John put her out of his arms very gently, and walked towards the window. His face was pale, but he still smiled, and his hazel eyes were bright.
“You’re angry, John,” said Lady Mary, very sweetly and humbly. “You’ve a right to be angry.”
“I am not angry,” he said gently. “I may be—a little—disappointed.” He did not look round.
“You know I was too happy,” said poor Lady Mary. She sank into a chair, and covered her face with her hands. “It was wicked of me to be so happy, and now I’m going to be punished for it.”
John’s great heart melted within him. He came swiftly back to her and knelt by her side, and kissed the little hand she gave him.
“Too happy, were you?” he said, with a tenderness that rendered his deep voice unsteady. “Because you promised to marry me when Peter came home?”
“That, and—and everything else,” she whispered. “Life seemed to have widened out, and grown so beautiful. All the dull, empty hours were filled. Our music, our reading, our companionship, our long walks and talks, our letters to each other—all those pleasures which you showed me were at once so harmless and so delightful. And as if that were not enough—came love. Such love as I had only dreamed of—such understanding of each other’s every thought and word, as I did not know was possible between man and woman—or at least”—she corrected herself sadly—“between any man and a woman—of my age.”
“You talk of your age,” said John, smiling tenderly, “as though it were a crime.”
“It is not a crime, but it is a tragedy,” said Lady Mary. “Age is a tragedy to every woman who wants to be happy.”
“No more, surely, than to every man who loves his work, and sees it slipping from his grasp,” said John, slowly. “It’s a tragedy we all have to face, for that matter.”
“But so much later,” said Lady Mary, quickly.
“I don’t see why women should leave off wanting to be happy any sooner than men,” he said stoutly.

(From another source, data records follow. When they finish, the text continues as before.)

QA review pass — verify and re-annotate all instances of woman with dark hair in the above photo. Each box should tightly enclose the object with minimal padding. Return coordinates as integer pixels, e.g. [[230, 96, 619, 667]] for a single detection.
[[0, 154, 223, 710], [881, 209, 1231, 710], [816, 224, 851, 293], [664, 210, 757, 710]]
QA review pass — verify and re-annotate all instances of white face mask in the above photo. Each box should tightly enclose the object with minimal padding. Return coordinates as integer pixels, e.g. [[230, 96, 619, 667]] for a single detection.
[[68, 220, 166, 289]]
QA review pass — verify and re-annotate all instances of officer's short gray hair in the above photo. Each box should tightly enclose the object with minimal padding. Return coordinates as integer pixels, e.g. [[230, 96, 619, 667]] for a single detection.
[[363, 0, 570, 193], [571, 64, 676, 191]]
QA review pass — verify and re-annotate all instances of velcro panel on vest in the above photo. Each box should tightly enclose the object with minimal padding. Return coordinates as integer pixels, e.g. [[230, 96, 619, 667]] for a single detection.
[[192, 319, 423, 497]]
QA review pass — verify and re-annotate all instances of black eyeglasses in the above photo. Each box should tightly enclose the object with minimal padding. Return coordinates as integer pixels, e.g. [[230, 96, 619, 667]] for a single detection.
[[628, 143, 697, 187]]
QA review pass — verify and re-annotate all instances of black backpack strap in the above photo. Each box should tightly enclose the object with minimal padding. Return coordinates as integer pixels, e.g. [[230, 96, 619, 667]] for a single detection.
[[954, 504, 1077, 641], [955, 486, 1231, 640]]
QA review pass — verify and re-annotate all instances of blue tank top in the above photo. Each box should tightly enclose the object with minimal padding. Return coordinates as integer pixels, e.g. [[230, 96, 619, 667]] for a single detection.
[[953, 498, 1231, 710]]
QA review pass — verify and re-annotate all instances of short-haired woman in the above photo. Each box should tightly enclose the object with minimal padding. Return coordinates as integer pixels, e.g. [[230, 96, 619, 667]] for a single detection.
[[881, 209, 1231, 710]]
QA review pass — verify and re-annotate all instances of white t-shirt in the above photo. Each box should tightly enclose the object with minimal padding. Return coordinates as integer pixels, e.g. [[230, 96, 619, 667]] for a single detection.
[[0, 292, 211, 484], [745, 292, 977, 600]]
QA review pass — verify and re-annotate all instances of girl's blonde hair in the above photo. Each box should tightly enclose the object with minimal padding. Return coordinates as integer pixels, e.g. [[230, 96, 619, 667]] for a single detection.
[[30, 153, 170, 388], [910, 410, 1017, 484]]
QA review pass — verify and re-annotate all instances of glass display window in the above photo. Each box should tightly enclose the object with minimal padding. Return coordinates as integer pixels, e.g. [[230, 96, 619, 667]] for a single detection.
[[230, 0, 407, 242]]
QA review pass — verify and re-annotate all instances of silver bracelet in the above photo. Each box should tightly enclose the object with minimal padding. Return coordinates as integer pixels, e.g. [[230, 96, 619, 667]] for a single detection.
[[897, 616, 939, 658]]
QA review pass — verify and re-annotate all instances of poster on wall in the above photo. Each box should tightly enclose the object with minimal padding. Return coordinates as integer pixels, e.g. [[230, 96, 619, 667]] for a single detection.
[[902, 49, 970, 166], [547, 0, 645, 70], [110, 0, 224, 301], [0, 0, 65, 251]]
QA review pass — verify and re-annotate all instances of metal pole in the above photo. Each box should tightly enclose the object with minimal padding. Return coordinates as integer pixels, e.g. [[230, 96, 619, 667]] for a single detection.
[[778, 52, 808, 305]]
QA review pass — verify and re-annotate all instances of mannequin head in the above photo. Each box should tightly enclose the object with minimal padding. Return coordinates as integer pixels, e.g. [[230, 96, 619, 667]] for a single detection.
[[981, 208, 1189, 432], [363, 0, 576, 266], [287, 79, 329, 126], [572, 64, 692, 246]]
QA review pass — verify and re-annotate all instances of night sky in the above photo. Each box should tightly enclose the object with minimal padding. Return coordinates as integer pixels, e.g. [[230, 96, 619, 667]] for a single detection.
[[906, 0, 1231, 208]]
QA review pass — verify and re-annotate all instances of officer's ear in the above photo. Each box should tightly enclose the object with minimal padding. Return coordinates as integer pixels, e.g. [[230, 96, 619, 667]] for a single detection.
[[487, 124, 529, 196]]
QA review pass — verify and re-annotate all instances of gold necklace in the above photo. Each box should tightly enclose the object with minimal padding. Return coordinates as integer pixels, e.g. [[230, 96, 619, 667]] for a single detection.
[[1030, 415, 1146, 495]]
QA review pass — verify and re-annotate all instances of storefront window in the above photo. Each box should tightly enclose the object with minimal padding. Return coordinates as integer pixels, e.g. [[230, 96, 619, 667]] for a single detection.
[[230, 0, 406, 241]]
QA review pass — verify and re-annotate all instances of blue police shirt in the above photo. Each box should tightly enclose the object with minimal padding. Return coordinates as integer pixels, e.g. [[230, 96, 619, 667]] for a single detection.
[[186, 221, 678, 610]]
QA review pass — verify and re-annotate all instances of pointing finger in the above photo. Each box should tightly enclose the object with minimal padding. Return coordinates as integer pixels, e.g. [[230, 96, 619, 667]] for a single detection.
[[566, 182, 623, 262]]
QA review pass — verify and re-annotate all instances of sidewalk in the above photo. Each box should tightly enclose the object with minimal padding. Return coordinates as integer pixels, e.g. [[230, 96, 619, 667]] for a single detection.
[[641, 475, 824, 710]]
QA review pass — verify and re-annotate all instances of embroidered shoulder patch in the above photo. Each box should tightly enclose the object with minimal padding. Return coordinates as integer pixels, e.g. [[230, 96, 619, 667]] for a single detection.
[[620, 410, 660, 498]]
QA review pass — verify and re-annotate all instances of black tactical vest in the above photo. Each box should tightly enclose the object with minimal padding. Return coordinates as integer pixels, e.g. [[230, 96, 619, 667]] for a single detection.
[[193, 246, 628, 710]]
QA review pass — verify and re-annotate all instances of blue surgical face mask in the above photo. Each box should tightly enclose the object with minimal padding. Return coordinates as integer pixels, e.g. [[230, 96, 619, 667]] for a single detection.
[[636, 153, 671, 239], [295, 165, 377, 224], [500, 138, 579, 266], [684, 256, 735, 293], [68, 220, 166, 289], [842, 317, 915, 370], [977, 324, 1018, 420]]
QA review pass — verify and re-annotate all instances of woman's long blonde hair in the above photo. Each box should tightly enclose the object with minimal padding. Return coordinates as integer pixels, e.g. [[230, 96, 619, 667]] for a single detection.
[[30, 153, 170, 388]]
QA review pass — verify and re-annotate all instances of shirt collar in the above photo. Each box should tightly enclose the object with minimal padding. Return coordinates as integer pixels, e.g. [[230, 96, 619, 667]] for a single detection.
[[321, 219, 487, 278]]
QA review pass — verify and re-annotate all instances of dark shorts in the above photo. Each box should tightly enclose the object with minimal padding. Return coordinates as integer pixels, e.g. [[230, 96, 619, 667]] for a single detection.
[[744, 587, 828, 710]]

“But Nature does,” she answered.
John’s eyes twinkled. “For my part, I am thankful to fate, which caused me to fall in love with a woman only ten years my junior, instead of with a girl young enough to be my daughter. I have gained a companion as well as a wife; and marvellously adaptive as young women are, I am conceited enough to think my ideas have travelled beyond the ideas of most girls of eighteen; and I am not conceited enough to suppose the girl of eighteen would not find me an old fogey very much in the way. Let boys mate with girls, say I, and men with women.”
Lady Mary smiled in spite of herself. “You know, John, you would argue entirely the other way round if you happened to be in love with—Sarah,” she said.
“To be sure,” said John; “it’s my trade to argue for the side which retains my services. I am your servant, thank Heaven, and not Sarah’s. And I have no intention of quitting your service,” he added, more gravely. “We have settled the question of the future.”